The SDE is a particular example of a so-called linear SDE
$$dX_t = (\alpha(t)+\beta(t) X_t) \, dt + (\gamma(t)+\delta(t) X_t) \, dW_t \tag{1}$$
where $\alpha, \beta,\gamma,\delta$ are deterministic functions. Such linear SDEs can be solved explicitly, and you can find formula for the solution for instance in the book Brownian motion - An Introduction to Stochastic Processes by Schilling & Partzsch. The idea is to solve first the homogeneous SDE
$$dX_t = \beta(t) X_t \, dt + \delta(t) X_t \, dW_t$$
and then to use a "variation of constants"-approach, see this question.
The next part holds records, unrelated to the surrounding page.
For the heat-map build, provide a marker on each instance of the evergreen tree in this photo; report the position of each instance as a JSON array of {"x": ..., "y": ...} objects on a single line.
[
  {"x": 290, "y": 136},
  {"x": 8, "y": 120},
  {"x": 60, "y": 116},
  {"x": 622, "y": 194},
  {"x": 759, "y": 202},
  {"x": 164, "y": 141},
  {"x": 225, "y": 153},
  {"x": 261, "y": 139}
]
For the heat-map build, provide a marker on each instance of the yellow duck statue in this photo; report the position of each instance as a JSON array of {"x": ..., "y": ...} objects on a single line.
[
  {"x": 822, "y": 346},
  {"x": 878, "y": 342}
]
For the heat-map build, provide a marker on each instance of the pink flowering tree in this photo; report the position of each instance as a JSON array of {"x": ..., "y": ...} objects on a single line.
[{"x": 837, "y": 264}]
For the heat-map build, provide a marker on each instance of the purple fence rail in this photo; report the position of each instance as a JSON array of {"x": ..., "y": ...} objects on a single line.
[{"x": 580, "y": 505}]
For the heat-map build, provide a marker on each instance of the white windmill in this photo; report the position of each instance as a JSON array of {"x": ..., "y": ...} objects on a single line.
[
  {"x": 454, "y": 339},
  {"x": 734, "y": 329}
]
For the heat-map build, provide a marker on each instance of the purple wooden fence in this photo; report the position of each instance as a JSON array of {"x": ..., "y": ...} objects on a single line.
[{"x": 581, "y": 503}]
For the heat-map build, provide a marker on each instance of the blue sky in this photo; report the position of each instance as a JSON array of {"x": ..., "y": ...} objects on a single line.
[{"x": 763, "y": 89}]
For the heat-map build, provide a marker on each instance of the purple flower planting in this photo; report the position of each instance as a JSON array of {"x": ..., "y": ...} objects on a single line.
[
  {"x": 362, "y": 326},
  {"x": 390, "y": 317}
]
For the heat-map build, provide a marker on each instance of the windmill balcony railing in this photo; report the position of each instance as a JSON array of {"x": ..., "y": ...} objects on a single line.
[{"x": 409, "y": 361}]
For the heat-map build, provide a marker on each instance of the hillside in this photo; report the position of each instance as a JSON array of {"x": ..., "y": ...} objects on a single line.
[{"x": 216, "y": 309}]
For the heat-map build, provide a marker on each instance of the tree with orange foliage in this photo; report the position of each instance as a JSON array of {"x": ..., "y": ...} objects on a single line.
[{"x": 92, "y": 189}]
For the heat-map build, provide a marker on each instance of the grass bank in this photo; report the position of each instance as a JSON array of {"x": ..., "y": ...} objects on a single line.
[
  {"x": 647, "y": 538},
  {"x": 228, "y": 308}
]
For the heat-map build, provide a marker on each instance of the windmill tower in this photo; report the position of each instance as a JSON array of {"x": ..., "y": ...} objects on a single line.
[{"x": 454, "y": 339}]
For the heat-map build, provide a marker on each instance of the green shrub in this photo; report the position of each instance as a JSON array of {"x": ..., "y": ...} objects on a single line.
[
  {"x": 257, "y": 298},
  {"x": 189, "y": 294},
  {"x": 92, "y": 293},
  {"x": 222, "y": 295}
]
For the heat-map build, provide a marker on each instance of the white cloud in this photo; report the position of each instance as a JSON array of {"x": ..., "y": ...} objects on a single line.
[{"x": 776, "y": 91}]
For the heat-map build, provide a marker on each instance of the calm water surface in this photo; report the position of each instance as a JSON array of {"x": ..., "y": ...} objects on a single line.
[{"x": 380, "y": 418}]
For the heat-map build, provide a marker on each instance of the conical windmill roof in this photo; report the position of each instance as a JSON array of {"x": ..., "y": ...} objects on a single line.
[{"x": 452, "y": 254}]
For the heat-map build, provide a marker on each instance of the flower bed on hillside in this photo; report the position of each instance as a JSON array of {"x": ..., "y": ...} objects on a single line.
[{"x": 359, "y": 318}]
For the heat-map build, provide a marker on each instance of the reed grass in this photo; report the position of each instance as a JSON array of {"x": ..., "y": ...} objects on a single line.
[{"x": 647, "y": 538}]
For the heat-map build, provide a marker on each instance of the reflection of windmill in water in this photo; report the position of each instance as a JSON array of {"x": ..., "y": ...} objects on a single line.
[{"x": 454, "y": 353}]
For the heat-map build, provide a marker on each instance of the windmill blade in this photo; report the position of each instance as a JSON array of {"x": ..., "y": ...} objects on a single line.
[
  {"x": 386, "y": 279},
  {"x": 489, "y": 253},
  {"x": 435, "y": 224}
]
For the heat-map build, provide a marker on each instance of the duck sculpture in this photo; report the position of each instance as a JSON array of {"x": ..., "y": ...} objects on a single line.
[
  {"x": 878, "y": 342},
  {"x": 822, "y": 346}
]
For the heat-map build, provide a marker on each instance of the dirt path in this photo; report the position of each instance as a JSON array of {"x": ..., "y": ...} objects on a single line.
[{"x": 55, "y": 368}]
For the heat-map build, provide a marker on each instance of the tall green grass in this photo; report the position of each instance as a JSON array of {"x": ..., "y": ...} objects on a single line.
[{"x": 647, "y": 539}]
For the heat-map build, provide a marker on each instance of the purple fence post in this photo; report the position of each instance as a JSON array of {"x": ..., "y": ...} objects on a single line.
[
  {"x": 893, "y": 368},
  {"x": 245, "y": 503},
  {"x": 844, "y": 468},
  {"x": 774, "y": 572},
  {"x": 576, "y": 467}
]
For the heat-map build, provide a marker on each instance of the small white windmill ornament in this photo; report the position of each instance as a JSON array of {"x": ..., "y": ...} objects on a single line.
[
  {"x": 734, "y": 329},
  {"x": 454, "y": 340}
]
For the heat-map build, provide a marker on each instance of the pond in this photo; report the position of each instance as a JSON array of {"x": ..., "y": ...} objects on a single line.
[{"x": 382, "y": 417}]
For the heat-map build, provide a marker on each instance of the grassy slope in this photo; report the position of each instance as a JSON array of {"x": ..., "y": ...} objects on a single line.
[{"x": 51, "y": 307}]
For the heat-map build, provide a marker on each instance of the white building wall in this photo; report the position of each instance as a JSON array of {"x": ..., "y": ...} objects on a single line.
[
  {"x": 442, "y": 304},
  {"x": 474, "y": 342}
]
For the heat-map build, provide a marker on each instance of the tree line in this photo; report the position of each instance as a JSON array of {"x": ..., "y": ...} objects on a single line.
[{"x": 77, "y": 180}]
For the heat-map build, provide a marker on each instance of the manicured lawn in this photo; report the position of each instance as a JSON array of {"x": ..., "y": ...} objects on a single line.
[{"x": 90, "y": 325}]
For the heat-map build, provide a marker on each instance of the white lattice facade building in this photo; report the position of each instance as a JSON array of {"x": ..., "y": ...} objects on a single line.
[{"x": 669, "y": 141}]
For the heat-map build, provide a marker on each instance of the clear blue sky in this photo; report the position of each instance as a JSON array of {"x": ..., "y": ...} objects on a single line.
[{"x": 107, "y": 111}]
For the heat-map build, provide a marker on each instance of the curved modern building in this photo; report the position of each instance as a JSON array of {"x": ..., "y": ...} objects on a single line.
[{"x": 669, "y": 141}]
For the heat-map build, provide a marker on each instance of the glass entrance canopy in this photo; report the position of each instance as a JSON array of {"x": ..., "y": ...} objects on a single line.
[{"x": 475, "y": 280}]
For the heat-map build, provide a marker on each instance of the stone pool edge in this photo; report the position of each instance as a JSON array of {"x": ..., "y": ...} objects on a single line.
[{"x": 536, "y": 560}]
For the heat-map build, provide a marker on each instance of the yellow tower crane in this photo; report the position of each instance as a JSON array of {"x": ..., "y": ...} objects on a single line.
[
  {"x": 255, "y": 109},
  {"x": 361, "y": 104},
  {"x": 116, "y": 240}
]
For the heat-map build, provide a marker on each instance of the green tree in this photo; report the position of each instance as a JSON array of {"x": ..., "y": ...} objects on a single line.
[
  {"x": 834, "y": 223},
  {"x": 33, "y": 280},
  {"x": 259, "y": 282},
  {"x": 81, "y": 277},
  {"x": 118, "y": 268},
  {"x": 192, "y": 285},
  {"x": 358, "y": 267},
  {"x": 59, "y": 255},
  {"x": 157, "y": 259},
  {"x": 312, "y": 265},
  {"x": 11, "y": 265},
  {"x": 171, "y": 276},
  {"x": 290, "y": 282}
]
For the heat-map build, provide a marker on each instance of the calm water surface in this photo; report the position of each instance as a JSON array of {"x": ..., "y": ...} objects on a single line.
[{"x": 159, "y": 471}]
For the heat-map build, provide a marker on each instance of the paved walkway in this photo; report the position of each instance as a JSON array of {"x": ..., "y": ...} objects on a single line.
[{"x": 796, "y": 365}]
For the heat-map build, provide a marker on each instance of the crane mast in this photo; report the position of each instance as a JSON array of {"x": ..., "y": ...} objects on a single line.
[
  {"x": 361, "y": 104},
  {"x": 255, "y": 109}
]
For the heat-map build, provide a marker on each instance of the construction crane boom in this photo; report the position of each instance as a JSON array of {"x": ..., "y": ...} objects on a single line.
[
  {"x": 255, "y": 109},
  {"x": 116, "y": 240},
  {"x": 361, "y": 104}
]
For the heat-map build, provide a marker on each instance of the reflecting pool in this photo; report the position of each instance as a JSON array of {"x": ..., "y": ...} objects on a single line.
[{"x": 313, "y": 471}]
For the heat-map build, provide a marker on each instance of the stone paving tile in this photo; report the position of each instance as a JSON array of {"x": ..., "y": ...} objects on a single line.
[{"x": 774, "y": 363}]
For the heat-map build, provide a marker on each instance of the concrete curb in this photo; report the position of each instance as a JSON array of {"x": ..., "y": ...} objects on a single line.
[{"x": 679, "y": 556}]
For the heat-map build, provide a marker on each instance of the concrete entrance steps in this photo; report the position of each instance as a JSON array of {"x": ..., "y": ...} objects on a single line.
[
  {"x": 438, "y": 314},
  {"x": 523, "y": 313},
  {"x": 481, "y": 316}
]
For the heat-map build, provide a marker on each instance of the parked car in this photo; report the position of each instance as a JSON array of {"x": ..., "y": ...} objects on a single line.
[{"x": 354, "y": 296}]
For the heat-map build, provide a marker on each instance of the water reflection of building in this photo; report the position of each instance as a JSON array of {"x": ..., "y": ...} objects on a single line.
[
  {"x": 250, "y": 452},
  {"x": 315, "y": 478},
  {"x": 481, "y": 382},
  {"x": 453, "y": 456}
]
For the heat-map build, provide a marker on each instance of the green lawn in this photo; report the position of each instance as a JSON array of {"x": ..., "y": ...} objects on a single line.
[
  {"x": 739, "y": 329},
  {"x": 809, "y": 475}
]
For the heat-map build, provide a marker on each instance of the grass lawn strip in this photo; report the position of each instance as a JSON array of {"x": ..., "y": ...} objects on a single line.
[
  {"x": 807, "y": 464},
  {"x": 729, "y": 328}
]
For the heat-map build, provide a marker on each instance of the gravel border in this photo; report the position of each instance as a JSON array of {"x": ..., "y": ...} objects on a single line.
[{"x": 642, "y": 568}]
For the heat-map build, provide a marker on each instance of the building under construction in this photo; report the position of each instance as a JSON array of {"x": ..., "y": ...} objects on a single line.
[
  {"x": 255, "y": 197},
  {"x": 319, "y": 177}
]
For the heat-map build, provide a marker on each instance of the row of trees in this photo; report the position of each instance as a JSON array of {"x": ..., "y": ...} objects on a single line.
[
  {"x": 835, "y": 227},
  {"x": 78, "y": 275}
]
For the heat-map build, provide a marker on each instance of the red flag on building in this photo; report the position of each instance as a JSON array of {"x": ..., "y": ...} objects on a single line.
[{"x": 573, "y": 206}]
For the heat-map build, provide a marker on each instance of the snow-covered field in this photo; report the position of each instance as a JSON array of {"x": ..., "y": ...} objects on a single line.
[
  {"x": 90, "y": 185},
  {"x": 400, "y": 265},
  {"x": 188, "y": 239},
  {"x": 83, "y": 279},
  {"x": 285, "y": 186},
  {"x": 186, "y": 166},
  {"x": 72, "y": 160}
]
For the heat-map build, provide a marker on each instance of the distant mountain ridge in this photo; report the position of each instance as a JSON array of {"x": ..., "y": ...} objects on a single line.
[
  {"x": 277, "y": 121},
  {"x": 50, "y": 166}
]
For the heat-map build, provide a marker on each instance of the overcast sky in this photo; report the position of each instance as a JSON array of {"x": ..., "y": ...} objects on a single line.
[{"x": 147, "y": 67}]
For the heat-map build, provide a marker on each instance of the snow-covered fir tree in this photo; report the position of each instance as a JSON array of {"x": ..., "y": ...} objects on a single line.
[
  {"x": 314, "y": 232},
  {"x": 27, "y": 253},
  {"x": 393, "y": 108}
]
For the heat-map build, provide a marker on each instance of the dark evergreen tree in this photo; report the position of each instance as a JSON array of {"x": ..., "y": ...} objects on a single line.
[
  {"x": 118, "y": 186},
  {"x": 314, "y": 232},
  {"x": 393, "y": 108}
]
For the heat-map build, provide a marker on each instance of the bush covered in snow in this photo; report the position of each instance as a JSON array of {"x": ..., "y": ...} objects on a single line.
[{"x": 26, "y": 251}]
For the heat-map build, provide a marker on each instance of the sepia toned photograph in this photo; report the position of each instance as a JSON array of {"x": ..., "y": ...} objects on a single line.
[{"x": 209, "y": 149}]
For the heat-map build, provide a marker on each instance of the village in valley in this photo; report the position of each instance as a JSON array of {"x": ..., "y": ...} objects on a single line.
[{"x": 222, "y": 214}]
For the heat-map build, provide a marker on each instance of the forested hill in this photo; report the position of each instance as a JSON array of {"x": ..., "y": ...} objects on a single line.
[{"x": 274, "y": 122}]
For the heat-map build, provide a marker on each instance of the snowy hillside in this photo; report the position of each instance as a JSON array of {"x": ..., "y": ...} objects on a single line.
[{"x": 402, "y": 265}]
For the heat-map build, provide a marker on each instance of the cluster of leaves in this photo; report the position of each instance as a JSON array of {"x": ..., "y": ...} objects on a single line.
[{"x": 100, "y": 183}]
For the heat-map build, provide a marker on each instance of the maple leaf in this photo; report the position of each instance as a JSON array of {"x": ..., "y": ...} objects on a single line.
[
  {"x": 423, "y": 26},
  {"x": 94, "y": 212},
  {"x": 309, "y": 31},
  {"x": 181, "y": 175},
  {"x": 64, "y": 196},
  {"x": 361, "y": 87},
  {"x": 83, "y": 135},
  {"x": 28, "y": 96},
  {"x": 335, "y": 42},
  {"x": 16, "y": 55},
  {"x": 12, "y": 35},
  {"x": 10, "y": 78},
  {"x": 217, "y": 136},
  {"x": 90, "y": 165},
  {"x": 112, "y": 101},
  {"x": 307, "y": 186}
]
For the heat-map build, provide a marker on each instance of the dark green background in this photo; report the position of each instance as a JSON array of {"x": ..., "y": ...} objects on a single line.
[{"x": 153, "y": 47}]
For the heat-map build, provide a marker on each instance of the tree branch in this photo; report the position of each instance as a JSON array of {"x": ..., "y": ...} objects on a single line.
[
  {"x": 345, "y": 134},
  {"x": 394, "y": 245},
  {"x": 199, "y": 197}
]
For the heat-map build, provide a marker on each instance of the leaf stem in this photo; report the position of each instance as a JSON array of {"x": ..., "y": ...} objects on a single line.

For the particular case that $\alpha=\beta=0$ the solution to $(1)$ is given by
$$X_t = \exp \left( M_t \right) \left[ X_0 + \int_0^t \exp(-M_s) \gamma(s) \, dW_s - \int_0^t \exp(-M_s) \gamma(s) \delta(s) \, ds \right]$$
where
$$M_t := \int_0^t \delta(s) \, dW_s - \frac{1}{2} \int_0^t \delta(s)^2 \, ds.$$
Plugging in $\delta(t) = \sqrt{t}$ and $\gamma(t) = \sqrt{t} \sin t$ gives the solution to the SDE
$$dX_t = \sqrt{t} (X_t+\sin t) \, dW_t. \tag{2}$$
You can use the approach, which I mentioned above, to "reprove" the formula for the solution, i.e. first solve the SDE
$$dX_t = \sqrt{t} X_t \, dW_t$$
and then use the "variation of constants"-approach to obtain the solution to $(2)$.